I have a dictionary where the key is a team name, and the value serves as an acronym where the acronym is the prefix to mySQL data tables
engine = create_engine('mysql mysqlconnector://%s:%s@%s/%s' % (mysql_user, mysql_password, mysql_host, mysql_dbname), echo=False, pool_recycle=1800)
mysql_conn = engine.connect()
team_dfs = []
nba_dict = {'New York Knicks': 'nyk',
'Boston Celtics': 'bos',
'Golden State Warriors': 'gsw',
'New York Knicks': 'nyk'}
for name, abbr in nba_dict.items()
query = f'''
SELECT *
from {abbr}_record
'''
df = pd.read_sql_query(query, mysql_conn)
df['team_name'] = name
team_dfs.append(df)
team_dfs = pd.concat(team_dfs)
Is there a better way to refactor this code and make it more efficient?
CodePudding user response:
If your nba_dict
is fixed, you can use UNION
to manually combine the result table of SQL.
abbr = list(nba_dict.values())
query = f'''
SELECT *
from {abbr[0]}_record UNION
SELECT *
from {abbr[1]}_record UNION
SELECT *
from {abbr[2]}_record UNION
SELECT *
from {abbr[3]}_record UNION
'''
df = pd.read_sql_query(query, mysql_conn)

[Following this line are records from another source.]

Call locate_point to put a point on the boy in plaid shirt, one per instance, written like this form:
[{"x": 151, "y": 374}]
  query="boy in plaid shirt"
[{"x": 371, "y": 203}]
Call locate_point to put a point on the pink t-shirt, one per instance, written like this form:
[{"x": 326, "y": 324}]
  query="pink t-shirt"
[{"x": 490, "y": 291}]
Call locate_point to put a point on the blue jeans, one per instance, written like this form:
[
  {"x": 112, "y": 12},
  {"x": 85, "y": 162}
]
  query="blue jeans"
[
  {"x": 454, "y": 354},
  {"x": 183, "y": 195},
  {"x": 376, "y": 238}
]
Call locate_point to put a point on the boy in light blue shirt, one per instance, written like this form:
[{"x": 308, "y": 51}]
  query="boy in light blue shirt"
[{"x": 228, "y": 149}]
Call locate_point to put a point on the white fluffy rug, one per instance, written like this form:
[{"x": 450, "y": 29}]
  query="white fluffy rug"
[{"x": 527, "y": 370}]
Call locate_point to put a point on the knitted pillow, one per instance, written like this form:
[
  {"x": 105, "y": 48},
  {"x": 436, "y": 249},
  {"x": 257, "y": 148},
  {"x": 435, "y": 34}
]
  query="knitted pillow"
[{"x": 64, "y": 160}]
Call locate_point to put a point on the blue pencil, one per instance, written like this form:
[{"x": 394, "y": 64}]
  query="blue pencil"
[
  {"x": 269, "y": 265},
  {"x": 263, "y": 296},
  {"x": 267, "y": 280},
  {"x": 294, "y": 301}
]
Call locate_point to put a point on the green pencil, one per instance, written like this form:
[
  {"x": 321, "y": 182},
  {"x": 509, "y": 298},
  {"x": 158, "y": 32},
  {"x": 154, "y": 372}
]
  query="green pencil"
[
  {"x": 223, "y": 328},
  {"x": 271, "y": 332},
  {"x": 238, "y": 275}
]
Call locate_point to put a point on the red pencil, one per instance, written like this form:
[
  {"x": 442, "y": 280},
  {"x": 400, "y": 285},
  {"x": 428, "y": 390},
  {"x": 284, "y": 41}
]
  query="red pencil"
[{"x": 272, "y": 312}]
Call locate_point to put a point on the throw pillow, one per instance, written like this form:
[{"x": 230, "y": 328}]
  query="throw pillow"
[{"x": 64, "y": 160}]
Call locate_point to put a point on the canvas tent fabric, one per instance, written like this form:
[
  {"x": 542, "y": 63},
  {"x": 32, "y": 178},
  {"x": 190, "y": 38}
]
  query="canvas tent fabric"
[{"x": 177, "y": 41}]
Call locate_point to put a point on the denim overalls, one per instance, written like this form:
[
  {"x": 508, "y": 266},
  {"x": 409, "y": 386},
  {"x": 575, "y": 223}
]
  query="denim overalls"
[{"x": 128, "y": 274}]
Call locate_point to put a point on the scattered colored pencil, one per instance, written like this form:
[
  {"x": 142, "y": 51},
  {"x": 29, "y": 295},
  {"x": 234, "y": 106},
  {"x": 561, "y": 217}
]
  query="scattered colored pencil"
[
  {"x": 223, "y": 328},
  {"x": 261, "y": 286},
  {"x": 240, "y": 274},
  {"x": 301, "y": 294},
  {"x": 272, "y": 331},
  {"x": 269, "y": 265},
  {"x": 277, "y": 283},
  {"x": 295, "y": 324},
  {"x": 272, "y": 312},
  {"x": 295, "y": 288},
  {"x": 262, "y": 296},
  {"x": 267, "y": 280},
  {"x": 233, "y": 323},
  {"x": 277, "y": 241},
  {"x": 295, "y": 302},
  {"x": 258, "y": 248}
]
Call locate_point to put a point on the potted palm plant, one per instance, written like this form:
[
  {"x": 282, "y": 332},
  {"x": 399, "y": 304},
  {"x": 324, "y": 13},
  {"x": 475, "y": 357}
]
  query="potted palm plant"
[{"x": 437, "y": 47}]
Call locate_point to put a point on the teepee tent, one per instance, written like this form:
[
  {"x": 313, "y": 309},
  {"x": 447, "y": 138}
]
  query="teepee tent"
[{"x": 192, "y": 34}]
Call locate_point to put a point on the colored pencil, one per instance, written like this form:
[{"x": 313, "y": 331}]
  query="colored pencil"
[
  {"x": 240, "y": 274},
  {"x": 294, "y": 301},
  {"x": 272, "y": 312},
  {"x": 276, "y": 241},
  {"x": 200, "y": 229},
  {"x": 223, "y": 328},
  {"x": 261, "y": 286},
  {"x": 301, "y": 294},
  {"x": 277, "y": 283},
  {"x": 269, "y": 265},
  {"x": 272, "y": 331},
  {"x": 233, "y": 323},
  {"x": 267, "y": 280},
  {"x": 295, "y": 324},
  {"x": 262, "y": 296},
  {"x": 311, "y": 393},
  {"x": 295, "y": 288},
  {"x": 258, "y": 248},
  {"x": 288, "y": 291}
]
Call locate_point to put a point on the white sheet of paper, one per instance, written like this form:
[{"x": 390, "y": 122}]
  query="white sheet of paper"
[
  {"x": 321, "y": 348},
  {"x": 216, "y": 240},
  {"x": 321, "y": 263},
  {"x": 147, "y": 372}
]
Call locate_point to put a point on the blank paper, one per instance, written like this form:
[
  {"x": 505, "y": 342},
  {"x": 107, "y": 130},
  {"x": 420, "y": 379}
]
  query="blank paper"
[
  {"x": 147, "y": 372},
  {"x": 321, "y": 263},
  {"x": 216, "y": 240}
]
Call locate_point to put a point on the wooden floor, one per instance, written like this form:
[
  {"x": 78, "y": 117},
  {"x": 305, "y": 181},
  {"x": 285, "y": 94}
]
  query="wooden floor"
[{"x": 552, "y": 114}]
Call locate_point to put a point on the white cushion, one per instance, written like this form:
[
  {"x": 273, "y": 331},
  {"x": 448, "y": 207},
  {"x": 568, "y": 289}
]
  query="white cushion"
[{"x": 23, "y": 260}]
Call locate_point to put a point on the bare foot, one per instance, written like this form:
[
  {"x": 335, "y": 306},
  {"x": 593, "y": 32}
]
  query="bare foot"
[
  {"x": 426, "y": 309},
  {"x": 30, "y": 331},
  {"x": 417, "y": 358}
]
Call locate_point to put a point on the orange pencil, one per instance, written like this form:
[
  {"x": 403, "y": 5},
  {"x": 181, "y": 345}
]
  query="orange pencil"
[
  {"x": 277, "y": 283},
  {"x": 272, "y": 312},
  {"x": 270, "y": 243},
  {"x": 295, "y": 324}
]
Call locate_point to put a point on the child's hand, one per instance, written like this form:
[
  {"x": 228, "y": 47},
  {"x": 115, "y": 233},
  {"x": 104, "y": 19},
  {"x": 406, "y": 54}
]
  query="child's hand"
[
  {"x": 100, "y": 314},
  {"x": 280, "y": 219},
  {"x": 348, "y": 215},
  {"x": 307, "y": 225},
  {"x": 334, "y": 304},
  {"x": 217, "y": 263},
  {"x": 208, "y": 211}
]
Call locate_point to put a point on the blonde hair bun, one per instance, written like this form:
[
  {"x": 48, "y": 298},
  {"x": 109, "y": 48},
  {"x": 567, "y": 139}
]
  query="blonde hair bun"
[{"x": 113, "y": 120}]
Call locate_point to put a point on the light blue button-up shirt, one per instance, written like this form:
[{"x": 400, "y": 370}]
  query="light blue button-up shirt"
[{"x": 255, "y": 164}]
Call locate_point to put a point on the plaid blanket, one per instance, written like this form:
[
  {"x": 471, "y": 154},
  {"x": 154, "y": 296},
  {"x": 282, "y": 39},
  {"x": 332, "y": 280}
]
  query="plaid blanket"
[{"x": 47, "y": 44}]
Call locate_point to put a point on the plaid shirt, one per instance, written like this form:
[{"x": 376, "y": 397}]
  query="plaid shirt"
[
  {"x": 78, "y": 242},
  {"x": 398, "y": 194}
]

df['team_name'] = list(nba_dict.keys())
CodePudding user response:
Your database layout, with a separate table for each team, is doomed to inefficiency whenever you need to retrieve data for more than one team at a time. You would be much much better off putting all that data in one table, giving the table a column mentioning the team associated with each row.
Why inefficient? More tables: more work. And, more queries: more work.
I suggest you push back, hard, on the designer of this database table structure. Its design is, bluntly, wrong.
If you must live with this structure, I suggest you create the following view. It will fake the single-table approach and give you your "gold layer". You get away with this because pro sports franchises don't come and go that often. You do this just once in your database.
CREATE OR REPLACE VIEW teams_record AS
SELECT 'nyk' team, * FROM nyk_record
UNION ALL
SELECT 'bos' team, * FROM bos_record
UNION ALL
SELECT 'gsw' team, * FROM gsw_record
UNION ALL .... the other teams
Then you can do SELECT * FROM teams_record ORDER BY team
to get all your data.